4. La commission de médiation de la Seine-Saint-Denis a reconnu, le 2 septembre 2020, le caractère urgent et prioritaire de la demande de logement de Mme A au motif qu'elle n'avait pas reçu de proposition de logement dans le délai fixé en application des dispositions de l'article L. 441-1-4 du code de la construction et de l'habitation. Si la requérante soutient que l'absence de relogement la contraint de vivre avec ses deux enfants, nés respectivement en 2016 et 2018, dans un logement indécent, elle n'apporte aucun élément à l'appui de ses allégations. Il ne résulte pas davantage de l'instruction que le logement qu'elle occupe depuis le 20 septembre 2020, comprenant notamment deux pièces, serait inadapté à la composition du foyer, la commission de médiation n'ayant pas non plus retenu, s'agissant de son ancien logement, l'existence d'une situation de sur-occupation.

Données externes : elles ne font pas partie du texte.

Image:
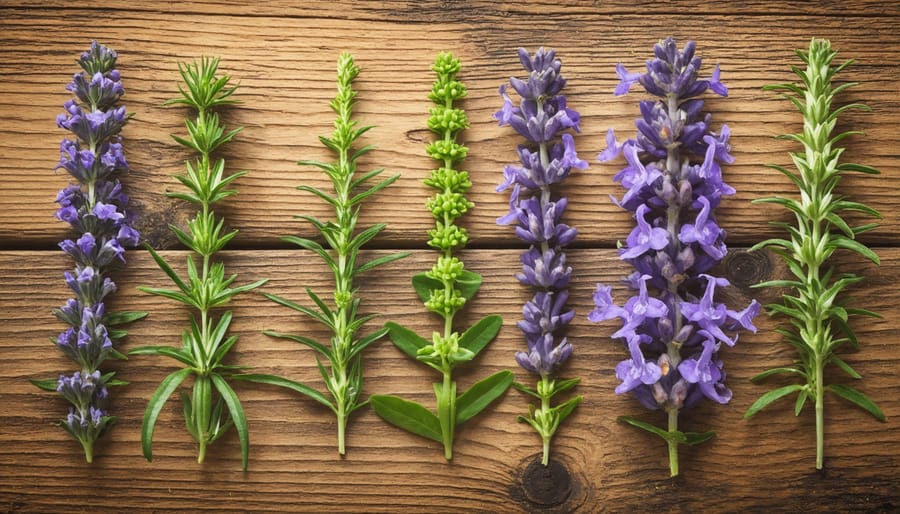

La requérante ne soutient pas enfin que ce logement serait autrement inadapté, en particulier au regard de ses capacités financières. Dans ces conditions, et comme il a été dit au point précédent, le seul maintien de Mme A dans son logement ne peut être regardé comme entraînant des troubles dans ses conditions d'existence susceptible de lui ouvrir droit à réparation.

5. Il résulte de ce qui précède que les conclusions indemnitaires de Mme A doivent être rejetées, de même, par voie de conséquence, que ses conclusions présentées sur le fondement de l'article L. 761-1 du code de justice administrative.

6. En application de l'article L. 11 du code de justice administrative, les jugements sont exécutoires. Par suite, les conclusions de Mme A tendant à ce que le tribunal ordonne l'exécution provisoire du présent jugement sans objet et ne peuvent qu'être rejetées.

D E C I D E :

Article 1er : La requête de Mme A est rejetée.

Article 2 : Le présent jugement sera notifié à Mme C A, à Me Schaeffer et au ministre de la transition écologique et de la cohésion des territoires.

Copie en sera adressée au préfet de la Seine-Saint-Denis.

Rendu public par mise à disposition au greffe le 11 septembre 2024.

Le magistrat désigné,

S. BLa greffière,

S. Jarrin

La République mande et ordonne au ministre de la transition écologique et de la cohésion des territoires en ce qui le concerne, ou à tous commissaires de justice à ce requis en ce qui concerne les voies de droit commun contre les parties privées, de pourvoir à l'exécution de la présente décision.